Creating Shared Value



Creating Shared Value

Creating Shared Value is a most exciting and hopeful strategy.  After so much corporate greed through the decades, and especially since the great recession of 2008 with its roots in the then at any social cost actions of Wall Street, it is encouraging that a social conscious exists in some boardrooms and the Creating Shared Value strategy may even someday replace the old strategies of how to make a buck. 

I was not to the end of the Porter and Kramer article when my thoughts turned to how Creating Shared Value can become the norm.   

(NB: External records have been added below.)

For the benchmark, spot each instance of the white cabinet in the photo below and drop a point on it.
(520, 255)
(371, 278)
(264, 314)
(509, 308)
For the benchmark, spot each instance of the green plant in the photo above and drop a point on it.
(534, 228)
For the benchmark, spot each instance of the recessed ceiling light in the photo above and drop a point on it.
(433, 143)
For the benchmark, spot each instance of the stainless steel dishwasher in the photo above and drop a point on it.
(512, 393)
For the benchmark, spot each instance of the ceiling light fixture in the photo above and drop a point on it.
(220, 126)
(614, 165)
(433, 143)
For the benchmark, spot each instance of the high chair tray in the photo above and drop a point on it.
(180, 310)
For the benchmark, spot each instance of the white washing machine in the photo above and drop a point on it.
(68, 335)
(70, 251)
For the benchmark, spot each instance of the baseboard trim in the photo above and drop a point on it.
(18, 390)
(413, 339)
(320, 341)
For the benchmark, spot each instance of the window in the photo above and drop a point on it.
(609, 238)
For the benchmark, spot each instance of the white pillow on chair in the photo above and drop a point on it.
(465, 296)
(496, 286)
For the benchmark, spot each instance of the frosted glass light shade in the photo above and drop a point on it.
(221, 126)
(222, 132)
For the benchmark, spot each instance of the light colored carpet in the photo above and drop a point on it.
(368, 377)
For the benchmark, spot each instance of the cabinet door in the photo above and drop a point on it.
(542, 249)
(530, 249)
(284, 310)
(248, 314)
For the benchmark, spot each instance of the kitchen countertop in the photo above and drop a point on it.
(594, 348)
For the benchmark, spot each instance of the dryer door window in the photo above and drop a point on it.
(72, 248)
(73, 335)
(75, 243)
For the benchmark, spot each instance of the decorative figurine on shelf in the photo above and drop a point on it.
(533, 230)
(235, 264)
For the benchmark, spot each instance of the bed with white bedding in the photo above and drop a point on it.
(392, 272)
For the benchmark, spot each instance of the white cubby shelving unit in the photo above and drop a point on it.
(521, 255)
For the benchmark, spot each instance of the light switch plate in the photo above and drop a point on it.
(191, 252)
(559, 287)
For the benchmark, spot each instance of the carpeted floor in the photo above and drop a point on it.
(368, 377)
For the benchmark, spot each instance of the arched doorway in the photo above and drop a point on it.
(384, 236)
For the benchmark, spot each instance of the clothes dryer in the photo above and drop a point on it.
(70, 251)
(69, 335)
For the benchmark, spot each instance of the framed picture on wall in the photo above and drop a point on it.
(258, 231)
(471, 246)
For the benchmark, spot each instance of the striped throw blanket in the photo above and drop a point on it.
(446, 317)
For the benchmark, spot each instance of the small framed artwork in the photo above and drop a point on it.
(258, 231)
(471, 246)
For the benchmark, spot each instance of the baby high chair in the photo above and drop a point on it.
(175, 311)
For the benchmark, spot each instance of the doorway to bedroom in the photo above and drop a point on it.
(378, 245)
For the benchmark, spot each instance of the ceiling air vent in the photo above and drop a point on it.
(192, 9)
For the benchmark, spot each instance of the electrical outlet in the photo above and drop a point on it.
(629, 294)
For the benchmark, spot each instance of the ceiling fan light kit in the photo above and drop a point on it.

In surveying the required courses for the Tepper MBA, nothing in the required course listings hints that Creating Shared Value is among course topics. The Stanford University MBA required course titled “Strategy Beyond Markets” suggests in the description that Creating Shared Value may be one of the topics.  Exposure to the Creating Shared Value concepts in business schools seems critical in order for the concepts to gain acceptance at the start of business careers (I share the sentiments of the Porter and Kramer article in this regard).  Hopefully MBA school deans will begin to adopt curriculum changes. 

The Shared Value Initiative, https://sharedvalue.org/groups/creating-shared-value-all-business-its-best, is carrying the torch to spread the word of Creating Shared Value (a very exciting website).

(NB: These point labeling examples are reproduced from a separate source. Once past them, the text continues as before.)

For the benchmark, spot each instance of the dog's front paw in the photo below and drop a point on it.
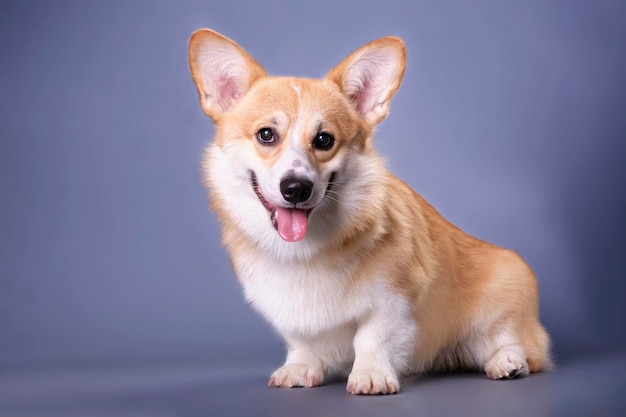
(297, 375)
(506, 364)
(372, 382)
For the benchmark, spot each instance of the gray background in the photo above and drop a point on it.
(511, 120)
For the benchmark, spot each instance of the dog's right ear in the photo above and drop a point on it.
(221, 70)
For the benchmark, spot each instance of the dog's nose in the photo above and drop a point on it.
(296, 190)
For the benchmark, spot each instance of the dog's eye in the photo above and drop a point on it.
(266, 136)
(323, 141)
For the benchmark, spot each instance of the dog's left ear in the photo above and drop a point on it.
(222, 71)
(371, 75)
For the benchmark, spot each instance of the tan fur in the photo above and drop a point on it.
(469, 299)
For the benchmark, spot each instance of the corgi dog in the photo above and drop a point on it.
(354, 269)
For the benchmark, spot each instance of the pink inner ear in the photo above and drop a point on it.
(362, 97)
(229, 91)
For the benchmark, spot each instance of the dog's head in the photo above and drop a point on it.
(287, 150)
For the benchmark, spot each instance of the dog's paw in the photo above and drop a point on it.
(297, 375)
(372, 382)
(506, 364)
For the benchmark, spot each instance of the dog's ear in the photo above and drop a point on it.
(371, 75)
(221, 70)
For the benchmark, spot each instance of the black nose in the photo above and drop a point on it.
(296, 190)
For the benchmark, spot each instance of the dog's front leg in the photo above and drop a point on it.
(301, 369)
(381, 347)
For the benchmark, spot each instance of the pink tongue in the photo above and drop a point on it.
(292, 223)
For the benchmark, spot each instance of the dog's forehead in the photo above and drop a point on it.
(297, 96)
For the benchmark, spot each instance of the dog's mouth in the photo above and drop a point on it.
(291, 223)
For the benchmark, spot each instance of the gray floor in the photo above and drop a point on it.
(592, 385)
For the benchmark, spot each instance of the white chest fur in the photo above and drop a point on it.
(304, 300)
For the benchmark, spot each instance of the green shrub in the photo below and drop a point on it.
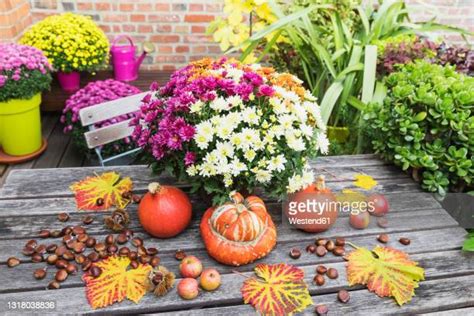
(426, 125)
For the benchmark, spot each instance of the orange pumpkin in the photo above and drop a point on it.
(238, 232)
(319, 193)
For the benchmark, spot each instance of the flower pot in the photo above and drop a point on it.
(20, 126)
(338, 134)
(69, 81)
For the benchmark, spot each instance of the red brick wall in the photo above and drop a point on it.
(177, 27)
(14, 18)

The Shared Value Initiative was launched in 2012 by the Clinton Global Initiative Commitment to Action with support from Mark Kramer, Michael Porter, and Justin Bakule (Executive Director).  The website cites 8,000 shared value practitioners, and 450 shared value leaders meet at the annual Shared Value Leadership Summit.  This group is providing Shared Value information through access to research reports, case studies, shared value examples, and the opportunity to network and partner with the 8,000 Shared Value practitioners.  

Though changing the established practices of capitalism will be a challenge, in the meantime we need more CEOs Like Paul Polman of Unilever, who in 2013 http://www.theglobeandmail.com/report-on-business/rob-magazine/maybe-its-time-for-ceos-to-put-shareholders-second/article14507016/, was noted as one who railed against the “high apostles of shareholder power and democracy”.  Polman was quoted as saying “The very essence of capitalism is under threat as business is now seen as a personal wealth accumulator”, and “We have to bring this world back to sanity and put the greater good ahead of self-interest”.  I could not agree more.